Amazon’s vision is one we could already see being tested on its employees. Amazon Care is a hybrid in-person healthcare system and virtual clinic where its employees get live, in-app visits from doctors and nurses.
About 7% of the searches performed on Google are health and medicine related = Google knows it’s huge. Google’s Project Nightingale has been mining and analyzing personal health data across 21 states in the US. Verily, also part of the Alphabet family is working on other healthcare-related initiatives. And with the Fitbit acquisition last year Google could seriously compete with Apple.
That’s not all
Seriously, go and download the whole report, skim through, mark the chapters you are most interested in and read them. It’s well written (though I would appreciate if the report linked to the things it is reporting on) and reads quite nicely chapter after chapter.
In other news
📺 Why TV might have a problem. As TV viewership spikes due to coronavirus and quarantine, analysts are warning of a recession as global economies slow, a significant number of viewers may decide in the coming months to break away from cable or cut back on streaming subscriptions - to reduce monthly bills. And with sports out of the picture due to many postponed or canceled major sports events and team sports leagues on hold, the cancellations of the expensive TV bundles just might come even earlier (Note: live sports coverage generates billions of advertising dollars). [NY Times]
🤑 Instagram to roll out IGTV advertising in a challenge to Youtube. Instagram is recruiting its top video creators to partner on ad tests. They are supposed to receive a 55% share of all advertising on IGTV, which is apparently the same rate as YouTube. Let’s call it the last effort to keep IGTV alive. So far there was almost no incentive for anyone to take the platform seriously. [Bloomberg]
🚗 A new report says Tesla is not a leader in automated driving technology. Navigant Research published its annual leaderboard for the development of automated driving technology. It ranks car companies developing autonomous vehicle hardware and software based on a variety of factors, including production strategy, marketing, capability, staying power, and reliability. Waymo (Google) ranks highest in both strategy and execution, Ford's AV efforts came in second, just ahead of GM's Cruise, and China's Baidu. Tesla ranked at the bottom of the chart and Navigant gives this explanation:
Tesla continues to make high-profile promises, including having one million robotaxi-capable vehicles on the road by the end of 2020. However, the performance of its systems remains inconsistent and its products do not match its proposed mobility business model.
🍔 Impossible Foods approaches a $4 billion valuation. Why is it important? The plant-based meat company raised about $500 million in its latest series F funding round. Plant-based meat and lab-grown meat companies have been gaining traction with many consumers becoming more aware of the environmental impact of industrial animal husbandry. [Reuters]

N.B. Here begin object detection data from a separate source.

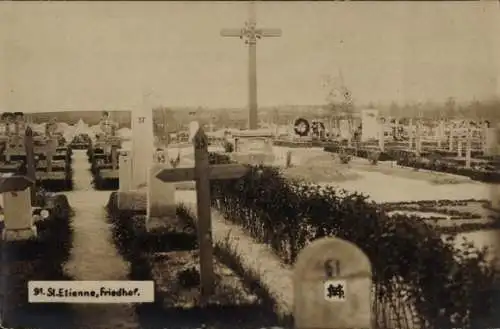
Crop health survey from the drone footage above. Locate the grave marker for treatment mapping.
[0,174,36,241]
[131,96,154,190]
[465,121,472,168]
[408,119,414,150]
[293,237,372,329]
[448,123,458,152]
[146,163,177,226]
[118,150,132,192]
[378,117,385,152]
[24,127,36,202]
[156,127,249,303]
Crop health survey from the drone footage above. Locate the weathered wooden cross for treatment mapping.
[220,1,282,129]
[156,127,249,298]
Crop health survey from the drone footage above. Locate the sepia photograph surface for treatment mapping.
[0,1,500,329]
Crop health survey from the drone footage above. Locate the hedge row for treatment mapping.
[206,153,500,329]
[324,145,500,183]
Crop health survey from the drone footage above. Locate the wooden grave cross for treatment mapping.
[156,127,250,300]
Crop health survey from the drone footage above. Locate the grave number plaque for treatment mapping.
[325,259,340,278]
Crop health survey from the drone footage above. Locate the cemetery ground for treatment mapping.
[112,138,496,328]
[2,150,277,329]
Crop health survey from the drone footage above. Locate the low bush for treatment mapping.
[206,153,500,329]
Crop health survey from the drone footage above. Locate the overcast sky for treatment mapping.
[0,1,500,112]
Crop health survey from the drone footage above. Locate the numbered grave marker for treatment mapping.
[293,237,372,329]
[324,280,347,302]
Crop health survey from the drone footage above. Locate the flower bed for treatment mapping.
[206,154,499,329]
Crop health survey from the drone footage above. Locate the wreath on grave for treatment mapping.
[293,118,311,137]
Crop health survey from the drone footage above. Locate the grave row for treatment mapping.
[113,105,373,329]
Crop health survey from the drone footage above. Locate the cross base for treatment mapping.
[2,226,38,241]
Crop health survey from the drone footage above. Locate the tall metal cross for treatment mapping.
[220,1,282,129]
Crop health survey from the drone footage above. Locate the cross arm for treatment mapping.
[156,164,250,183]
[0,175,35,193]
[208,164,250,179]
[220,29,243,38]
[256,28,283,38]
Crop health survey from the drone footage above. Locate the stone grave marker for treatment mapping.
[378,117,386,152]
[293,237,372,329]
[156,127,249,303]
[0,174,36,241]
[118,150,132,192]
[131,96,154,190]
[146,163,177,227]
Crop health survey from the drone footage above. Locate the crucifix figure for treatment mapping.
[220,1,281,129]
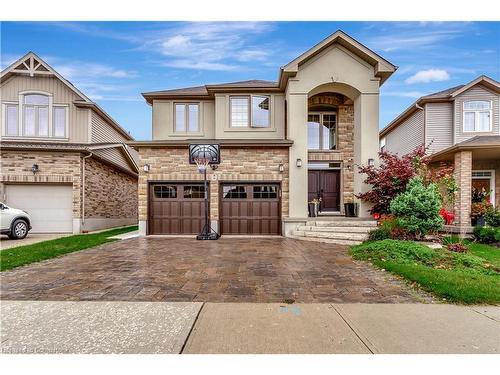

🦠 How Chinese companies have responded to coronavirus. As the outbreak continues to slow down the world, China appears to be in the early stages of an economic rebound. HBR has extracted 12 early lessons for leaders elsewhere to take note of some of what the Chinese companies have done to survive. To pick one example:
In China, some of the fastest-recovering companies proactively looked ahead and anticipated the shifts. For example, in the early stages of the outbreak, Master Kong, a leading instant noodle and beverage producer, reviewed dynamics on a daily basis and reprioritized efforts regularly. It anticipated hoarding and stock-outs, and it tilted its focus away from offline, large retail channels to O2O (online-to-offline), e-commerce, and smaller stores.
HBR also notes:
Some shifts will likely persist beyond the crisis, and many sectors will reemerge to new market realities in China and elsewhere. Indeed, the SARS crisis (in 2003) is often credited with accelerating the adoption of e-commerce in China.